Research Project: Adaptive Grazing Management and Decision Support to Enhance Ecosystem Services in the Western Great Plains

Location: Rangeland Resources & Systems Research

Title: Long live the data! Embedded data management at a long-term ecological research site

Author
item Kaplan, Nicole
item BAKER, KAREN - University Of Illinois
item KARASTI, HELENA - University Of Illinois

Submitted to: Ecosphere
Publication Type: Peer Reviewed Journal
Publication Acceptance Date: 12/18/2020
Publication Date: 5/14/2021
Citation: Kaplan, N.E., Baker, K., Karasti, H. 2021. Long live the data! Embedded data management at a long-term ecological research site. Ecosphere. 12(5). Article e03493. https://doi.org/10.1002/ecs2.3493.
DOI: https://doi.org/10.1002/ecs2.3493

Interpretive Summary: Agricultural and ecological research takes place in hundreds of sites across the United States, many of which were established decades ago and contain a rich legacy of data. Data and information from these places help us to understand the structure and function of local ecosystems, as well as provide a window into how research missions, objectives and methods evolved over time. But for a more in-depth view, the stories, artifacts and supporting evidence must be managed and shared in order for people to understand the research that happened at a certain place. Thus, we examine approaches to data management at the Shortgrass Steppe Long-term Ecological Research (LTER) site, a project hosted at the USDA ARS Central Plains Experimental Range in Nunn, Colorado and funded by National Science Foundation as part of the US LTER Network from 1982-2014. Our paper presents the evolution of data management as an embedded component at a long term research site and we offer recommendations for ensuring data can be discoverable and accessible in the future within a context-rich digital legacy project collection.

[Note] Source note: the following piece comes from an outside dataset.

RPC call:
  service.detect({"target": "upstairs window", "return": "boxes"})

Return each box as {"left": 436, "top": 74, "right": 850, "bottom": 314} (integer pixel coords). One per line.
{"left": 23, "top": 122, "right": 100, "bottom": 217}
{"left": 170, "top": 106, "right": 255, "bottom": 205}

Technical Abstract: Open access data associated with research efforts depends upon managing, packaging, and preserving data for sharing with collaborators and the public. The U.S. Long-Term Ecological Research (LTER) Network, established in 1980, provides an early example of embedded data management supporting long-term, place-based research and contributes to our understanding of the enactment of open data access within scientific research arenas. Here, we examine collective data activities enabled by embedding data management within the Shortgrass Steppe (SGS) research site. Study of the SGS LTER, a member of the U.S. LTER Network for more than three decades, provided a unique opportunity to investigate data management practices and challenges during the lifecycle of a long-term project. It illustrates how a continuous, uninterrupted focus on data management positioned in dynamic interaction with researchers at a site as well as with an active network-wide data management committee, can stimulate the growth of both data expertise and data infrastructure. We report on an ethnographic study investigating data management challenges faced during the periods of activation, maturation, and decommissioning of a project at a research site. Termination of the SGS site’s membership in the U.S. LTER Network prompted rethinking about long-term data management. During the decommissioning phase, we document how views on temporality and the strategy of data management is transitioned from planning for a longitudinal, ongoing site to wrapping up a long-term project. Striving to ensure ‘long live the data’ at the end, novel data arrangements such as development of a digital legacy project collection, contributed to data stewardship. Lastly, from this study of a long-term research site, we offer five recommendations about data management and describe strategies pertinent to planning for data management and open access by other research projects.